ニヒヒマリカ「眼鏡ひとつでノーベル平和賞、強いわね。」

 

ニコニコミイ子「でもね、あともうひとつ欲しかったものがあって…」


ニヒヒマリカ「なに? 博士号?」


ニコニコミイ子「いや、アレルギー。」


真顔マリカ「え、アレルギー? ちょっと待って、どういう方向性の願望?」


ニコニコミイ子「いやね、子供のころ友達の誕生会に行ったら、乳製品アレルギーの子だけ、特別なカップケーキが出てきてたの。ピンク色の植物性クリームが乗っかった奇麗なやつ。」


ニヤニヤマリカ「あー、米粉とか豆乳でできてるやつね。」


あんぐりミイ子「そう! それがもう、キラキラして見えたのよ! 選ばれし者のスイーツって感じで!」


真顔マリカ「いや、選ばれたくない方向の“選ばれし者よそれ。

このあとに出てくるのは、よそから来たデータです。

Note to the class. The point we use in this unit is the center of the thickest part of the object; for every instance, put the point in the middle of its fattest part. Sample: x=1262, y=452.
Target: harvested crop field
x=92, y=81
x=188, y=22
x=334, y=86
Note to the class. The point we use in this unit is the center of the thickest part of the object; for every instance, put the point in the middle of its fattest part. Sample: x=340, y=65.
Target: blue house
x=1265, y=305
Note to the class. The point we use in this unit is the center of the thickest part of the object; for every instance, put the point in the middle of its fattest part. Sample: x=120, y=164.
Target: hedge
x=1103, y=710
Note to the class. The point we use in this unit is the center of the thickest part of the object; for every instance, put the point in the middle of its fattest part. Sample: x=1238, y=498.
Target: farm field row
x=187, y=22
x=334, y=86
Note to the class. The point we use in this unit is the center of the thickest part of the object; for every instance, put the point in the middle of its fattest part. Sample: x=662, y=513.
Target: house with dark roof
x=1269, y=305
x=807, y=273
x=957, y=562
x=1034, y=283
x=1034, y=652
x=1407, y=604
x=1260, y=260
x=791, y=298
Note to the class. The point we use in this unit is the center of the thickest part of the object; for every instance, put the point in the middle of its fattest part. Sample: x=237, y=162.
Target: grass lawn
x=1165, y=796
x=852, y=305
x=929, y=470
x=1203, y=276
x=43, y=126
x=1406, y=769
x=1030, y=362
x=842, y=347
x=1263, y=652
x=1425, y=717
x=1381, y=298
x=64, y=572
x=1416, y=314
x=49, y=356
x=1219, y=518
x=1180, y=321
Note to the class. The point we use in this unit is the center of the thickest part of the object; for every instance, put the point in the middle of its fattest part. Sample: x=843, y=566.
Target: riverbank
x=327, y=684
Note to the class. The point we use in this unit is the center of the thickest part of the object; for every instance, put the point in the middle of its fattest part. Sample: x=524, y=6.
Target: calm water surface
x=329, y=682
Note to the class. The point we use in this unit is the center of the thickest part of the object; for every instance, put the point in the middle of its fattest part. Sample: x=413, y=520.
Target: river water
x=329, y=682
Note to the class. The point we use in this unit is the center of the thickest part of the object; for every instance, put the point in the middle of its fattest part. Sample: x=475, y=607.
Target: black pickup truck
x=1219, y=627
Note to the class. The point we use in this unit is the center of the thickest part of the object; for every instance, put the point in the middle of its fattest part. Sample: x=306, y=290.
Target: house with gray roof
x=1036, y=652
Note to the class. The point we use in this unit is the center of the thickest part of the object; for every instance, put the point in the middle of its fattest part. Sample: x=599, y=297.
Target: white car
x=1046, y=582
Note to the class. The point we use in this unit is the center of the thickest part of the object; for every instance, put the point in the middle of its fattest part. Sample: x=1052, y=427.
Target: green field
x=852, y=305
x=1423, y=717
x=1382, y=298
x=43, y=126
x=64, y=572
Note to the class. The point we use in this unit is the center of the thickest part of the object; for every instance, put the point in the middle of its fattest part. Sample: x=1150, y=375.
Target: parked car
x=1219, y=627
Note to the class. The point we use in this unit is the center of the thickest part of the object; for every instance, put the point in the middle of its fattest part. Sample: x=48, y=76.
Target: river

」


知らんぷりミイ子「でも私は普通のショートケーキ食べながら、『特別感がない…』って思ってた。」


ニヤニヤマリカ「なるほどね、子供のころから限定版に弱いタイプだ。」


ニコニコミイ子「そう、限定スイーツアレルギー希望者。」


真顔マリカ「そんなジャンル存在しないわよ。」

 

知らんぷりミイ子「でも今思えば、あの頃の私は、特別扱いに憧れてたんだろうね。」


真顔マリカ「私は逆に、喘息て特別扱いされてたわよ。保健室行きの。」


ひらめきミイ子「うわ、リアル特別扱い…!」


真顔マリカ「たぶんミイ子が見たら、『うらやましい!』って言ってたんでしょうね。」


知らんぷりミイ子「いや…当時の私なら、たぶん“保健室限定プリン”とか期待してたと思う。」


真顔マリカ「出ないわよそんなの!」

 

真顔ミイ子「結論、子供って、アレルギーの本当の意味をまだ知らない。」


ニヤニヤマリカ「そして年齢を重ねて気づく、健康がいちばん貴重なアイテムってことに。」


真顔ミイ子「なんでも食べられて、好き嫌いもほとんどない私が、実はプレミアム会員限定特典持ってたとはね。もっと早く気づきたかったな。」